Catching a Royal Bengal Tiger is tough. Catching an intelligent tigress “addicted” to livestock is tougher, forest officials and veterinarians in Assam are finding out.
F03, the tigress that strayed out of the 78.81 sq. km. Orang National Park in November 2017, has given her potential captors the slip at least a dozen times since. Officials said she could even be out-thinking their moves.
Nothing works
Nothing that the officials have tried — from building an isolated cattle shed with live food inside to using baits in a camouflaged cage — has worked so far. To make things worse, one of the veterinarians on the job fractured his leg on Sunday morning after falling from the back of an elephant startled by the presence of the tigress nearby.
As the patience of people in seven villages covering a 6 sq. km. area wears thin, wildlife experts fear the tigress could be too smart for her own safety.
“A tiger that took the same route as the tigress to prey on livestock of farmers last year, was poisoned. We need to do something fast for the safety of the tigress as well as the villagers, but she seems to be always a step ahead of us,” Orang’s Divisional Forest Officer Ramesh Gogoi said.

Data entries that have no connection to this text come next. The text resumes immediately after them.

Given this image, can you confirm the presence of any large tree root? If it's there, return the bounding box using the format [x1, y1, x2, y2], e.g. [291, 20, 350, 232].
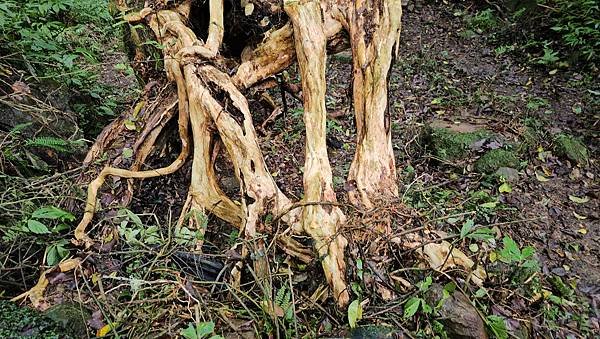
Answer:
[284, 1, 349, 306]
[75, 0, 401, 306]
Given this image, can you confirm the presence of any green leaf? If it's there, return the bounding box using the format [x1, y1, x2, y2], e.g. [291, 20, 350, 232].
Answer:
[521, 246, 535, 259]
[460, 219, 475, 239]
[348, 299, 362, 328]
[31, 206, 75, 221]
[479, 201, 498, 208]
[27, 219, 50, 234]
[467, 227, 496, 240]
[404, 297, 423, 319]
[417, 276, 433, 292]
[498, 182, 512, 193]
[500, 236, 521, 263]
[486, 315, 508, 339]
[196, 321, 215, 338]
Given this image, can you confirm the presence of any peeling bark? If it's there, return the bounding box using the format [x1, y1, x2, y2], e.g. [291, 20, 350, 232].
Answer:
[284, 1, 349, 307]
[75, 0, 401, 307]
[345, 0, 402, 208]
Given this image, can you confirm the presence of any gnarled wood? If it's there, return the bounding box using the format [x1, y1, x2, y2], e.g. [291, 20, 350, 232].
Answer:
[284, 0, 349, 307]
[344, 0, 402, 208]
[76, 0, 402, 306]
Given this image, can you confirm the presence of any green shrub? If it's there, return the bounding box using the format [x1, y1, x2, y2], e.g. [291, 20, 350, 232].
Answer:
[476, 0, 600, 68]
[0, 0, 130, 135]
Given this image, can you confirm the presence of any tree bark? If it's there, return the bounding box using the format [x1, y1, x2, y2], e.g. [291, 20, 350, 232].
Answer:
[344, 0, 402, 208]
[75, 0, 402, 307]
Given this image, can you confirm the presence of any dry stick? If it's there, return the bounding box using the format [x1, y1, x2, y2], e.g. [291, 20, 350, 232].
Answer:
[404, 217, 546, 254]
[284, 1, 350, 307]
[75, 58, 190, 246]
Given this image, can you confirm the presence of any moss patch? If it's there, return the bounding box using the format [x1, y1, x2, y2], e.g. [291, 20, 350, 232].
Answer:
[475, 149, 520, 173]
[429, 128, 491, 160]
[554, 134, 589, 165]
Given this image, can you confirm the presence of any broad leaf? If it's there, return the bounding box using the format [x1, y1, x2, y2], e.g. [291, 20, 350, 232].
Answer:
[348, 299, 362, 328]
[27, 219, 50, 234]
[404, 297, 423, 319]
[460, 219, 475, 239]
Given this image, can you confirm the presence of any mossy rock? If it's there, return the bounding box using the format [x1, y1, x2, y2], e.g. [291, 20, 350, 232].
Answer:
[45, 303, 91, 338]
[0, 300, 75, 339]
[475, 149, 520, 173]
[428, 128, 492, 160]
[554, 134, 589, 165]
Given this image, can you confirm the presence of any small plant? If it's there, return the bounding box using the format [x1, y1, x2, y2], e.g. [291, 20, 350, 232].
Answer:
[403, 276, 433, 319]
[467, 8, 498, 32]
[2, 206, 75, 266]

F03 is one of 24 striped cats estimated as part of Orang National Park’s 2017 tiger census.
Park officials said she has made a cluster of villages 3 km upstream of National Highway 52 on the northern edge of Orang her hunting ground.

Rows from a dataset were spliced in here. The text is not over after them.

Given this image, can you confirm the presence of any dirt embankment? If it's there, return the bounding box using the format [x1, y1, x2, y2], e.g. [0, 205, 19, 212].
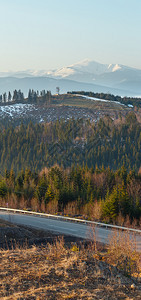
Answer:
[0, 220, 141, 300]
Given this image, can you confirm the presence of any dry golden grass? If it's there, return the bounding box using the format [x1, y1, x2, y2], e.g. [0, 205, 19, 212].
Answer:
[0, 238, 141, 300]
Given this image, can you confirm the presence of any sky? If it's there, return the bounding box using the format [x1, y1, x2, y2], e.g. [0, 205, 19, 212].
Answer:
[0, 0, 141, 72]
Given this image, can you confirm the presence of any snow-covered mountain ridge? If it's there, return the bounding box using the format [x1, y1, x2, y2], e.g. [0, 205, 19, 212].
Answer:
[0, 59, 141, 96]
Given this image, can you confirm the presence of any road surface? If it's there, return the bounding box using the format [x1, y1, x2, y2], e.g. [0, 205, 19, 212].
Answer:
[0, 212, 141, 252]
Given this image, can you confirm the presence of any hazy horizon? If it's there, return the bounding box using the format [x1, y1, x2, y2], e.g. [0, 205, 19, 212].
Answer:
[0, 0, 141, 72]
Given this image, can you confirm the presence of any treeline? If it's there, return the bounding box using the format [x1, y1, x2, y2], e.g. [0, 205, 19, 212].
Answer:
[0, 112, 141, 173]
[0, 89, 51, 105]
[0, 112, 141, 173]
[68, 91, 141, 107]
[0, 165, 141, 225]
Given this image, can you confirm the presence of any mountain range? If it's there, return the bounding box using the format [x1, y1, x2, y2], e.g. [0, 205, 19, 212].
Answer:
[0, 59, 141, 96]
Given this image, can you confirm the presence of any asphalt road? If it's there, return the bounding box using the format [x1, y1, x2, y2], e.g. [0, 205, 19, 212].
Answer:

“For a park that has the highest density of tigers in the country, space is hard to come by. This could be a reason why she has ventured out for easier kills,” Mr. Gogoi said.
“We put up cameras along the route the tigress kept using. The image from one of the cameras last Friday night confirmed the tigress to be F03.”
“She was captured from near where a pig was tied as a bait not far from one of three machans (treetop platform to keep a watch on animals below) in her prowling area. But she avoided the pig, travelled 2 km to a village beyond the Dhansiri river to eat another pig,” the Assam Forest Department’s Dhansiri division DFO Madhurjya K. Sarma told The Hindu.
Tigers in the wild hunt during the day. But F03, officials said, has taken a nocturnal turn preferring to prey on animals when the villagers are asleep.